Max’s Group Reports 1st Half 2016 Financial Results

Max’s Group Inc. (MGI, PSE: MAXS) posted a net income of P295.33 million for first half 2016, up 4% versus P284.67 million for first half 2015. Topline registered double-digit growth at 10% to P5.43 billion from P4.93 billion. Restaurant sales increased 9% to P4.53 billion from P4.16 billion driven by new store openings and stable same store sales performance. Commissary sales rose 13% to P630.87 million from P559.63 million while revenues from franchise, royalty and continuing license fees increased 28% to P270.52 million compared to P211.66 million in the same period last year. Systemwide sales grew 13% to P7.43 billion from P6.55 billion for first half 2015.

“The results are consistent with our growth story and the overall state of the economy. For the second half, we will continue to execute a balanced store rollout in key strategic areas,” said Robert F. Trota, President and CEO of Max’s Group, Inc.

To date, Max’s Group has opened 35 stores including an international outlet for Max’s Restaurant in Kuwait. As of end-June 2016, MGI operates a network of 600 stores including 38 abroad.

For the offshore business, MGI has so far inked 11 development agreements for 2016. These are comprised of 70 Yellow Cab Pizza stores across China, Saudi Arabia, United Arab Emirates, Singapore, Egypt and Jordan, 13 Pancake House outlets between Qatar and United Arab Emirates, 10 Sizzlin’ Steak branches in Vietnam and 3 Max’s Restaurant in San Diego. Combining existing operations, MGI has a secured overseas pipeline of over 130 stores slated to open in the coming years.
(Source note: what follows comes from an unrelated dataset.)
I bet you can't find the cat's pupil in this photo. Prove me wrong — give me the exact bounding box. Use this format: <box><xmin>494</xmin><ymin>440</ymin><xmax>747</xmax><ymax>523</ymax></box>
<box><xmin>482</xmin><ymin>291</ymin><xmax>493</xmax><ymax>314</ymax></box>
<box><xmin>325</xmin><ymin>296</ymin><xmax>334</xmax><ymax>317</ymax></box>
“We have surpassed expectations due to the overwhelming response of foreign markets to our international expansion program. This clearly shows that our brands are well-primed for the global stage,” stated Mr. Peter H. King, Chief Executive Officer of Max’s Group International.

On support activities, MGI continues to derive operational efficiencies through its shared services approach. Supply chain initiatives have benefited from negotiated pricing and prompt payment discounts translating to lower costs for food and non-food items. Migration to an upgraded enterprise resource-planning platform has likewise paved the way for process standardization efforts.

“For the remainder of 2016, we share in the optimism on the general macro climate of the country. Domestic consumption is still seen to stir economic activity in the long-term. As such, to capitalize on this growth outlook, we are looking to close the year with around 60-70 new stores,” concluded Mr. Trota.